Further analysis carried out with 16 activating and 4 inhibitory genes revealed that three novel activator genes, Timp2, Hig2 and Mki67ip, promoted ES self-renewal when episomally expressed in ESC, whilst the inhibitor genes PU.1/Spi1, Prkaca and Jun induced differentiation. shRNA analysis demonstrated that knock-down of 4 activating genes (Timp2, Mki67ip, Esrrg and Dusp7) promoted ESC differentiation; with Timp2 and Mki67ip having the most pronounced phenotype, and causing a significant reduction in Nanog, Oct4, Sox2 and Rex1 (Zfp42).
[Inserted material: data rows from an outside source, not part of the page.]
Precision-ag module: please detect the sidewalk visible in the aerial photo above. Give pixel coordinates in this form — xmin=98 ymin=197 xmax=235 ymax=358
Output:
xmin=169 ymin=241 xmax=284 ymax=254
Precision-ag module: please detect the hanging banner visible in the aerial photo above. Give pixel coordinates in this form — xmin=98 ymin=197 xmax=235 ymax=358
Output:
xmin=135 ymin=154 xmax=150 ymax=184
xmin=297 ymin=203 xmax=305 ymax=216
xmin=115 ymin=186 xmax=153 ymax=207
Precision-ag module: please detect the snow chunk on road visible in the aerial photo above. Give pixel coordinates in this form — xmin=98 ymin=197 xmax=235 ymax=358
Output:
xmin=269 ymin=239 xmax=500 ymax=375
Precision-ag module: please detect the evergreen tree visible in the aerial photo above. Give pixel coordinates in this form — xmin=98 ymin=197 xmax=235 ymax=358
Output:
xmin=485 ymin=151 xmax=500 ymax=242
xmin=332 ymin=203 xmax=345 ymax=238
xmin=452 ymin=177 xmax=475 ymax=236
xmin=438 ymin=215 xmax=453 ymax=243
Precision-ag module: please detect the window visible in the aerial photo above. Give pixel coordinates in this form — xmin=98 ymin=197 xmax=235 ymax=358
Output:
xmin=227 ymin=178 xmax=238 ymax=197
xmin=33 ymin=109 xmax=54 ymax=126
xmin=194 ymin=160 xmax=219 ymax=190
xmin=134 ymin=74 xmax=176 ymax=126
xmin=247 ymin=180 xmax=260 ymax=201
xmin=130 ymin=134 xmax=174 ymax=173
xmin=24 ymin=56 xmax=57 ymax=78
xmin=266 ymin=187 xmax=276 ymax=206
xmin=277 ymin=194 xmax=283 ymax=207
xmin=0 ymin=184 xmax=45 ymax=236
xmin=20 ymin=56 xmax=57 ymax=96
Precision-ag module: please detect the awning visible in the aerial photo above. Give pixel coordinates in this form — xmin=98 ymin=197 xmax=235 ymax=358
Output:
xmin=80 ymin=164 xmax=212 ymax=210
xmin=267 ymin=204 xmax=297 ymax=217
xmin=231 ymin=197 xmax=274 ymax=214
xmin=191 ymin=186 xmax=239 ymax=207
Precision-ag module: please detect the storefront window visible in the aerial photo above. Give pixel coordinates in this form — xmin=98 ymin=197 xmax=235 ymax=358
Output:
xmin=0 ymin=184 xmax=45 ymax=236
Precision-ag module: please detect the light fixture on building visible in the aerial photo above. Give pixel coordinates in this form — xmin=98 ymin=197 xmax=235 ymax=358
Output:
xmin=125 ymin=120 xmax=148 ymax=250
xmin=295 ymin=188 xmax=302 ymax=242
Conversely, knock-down of the inhibitory gene PU.1/Spi1 inhibited differentiation and induced Oct4, Sox2 and Rex1 expression. The activator gene Mki67ip, not previously linked to ESC-related functions, was found to interact with Npm1, a gene implicated in the cell cycle. Both genes are localised to the nucleolus are highly expressed in ESC and during early development with significant down-regulation during differentiation. Further analysis demonstrated co-localisation and physical interaction of these proteins, suggesting a functional interaction in mouse ESC, most likely acting to enhance the self-renewal properties of these cells.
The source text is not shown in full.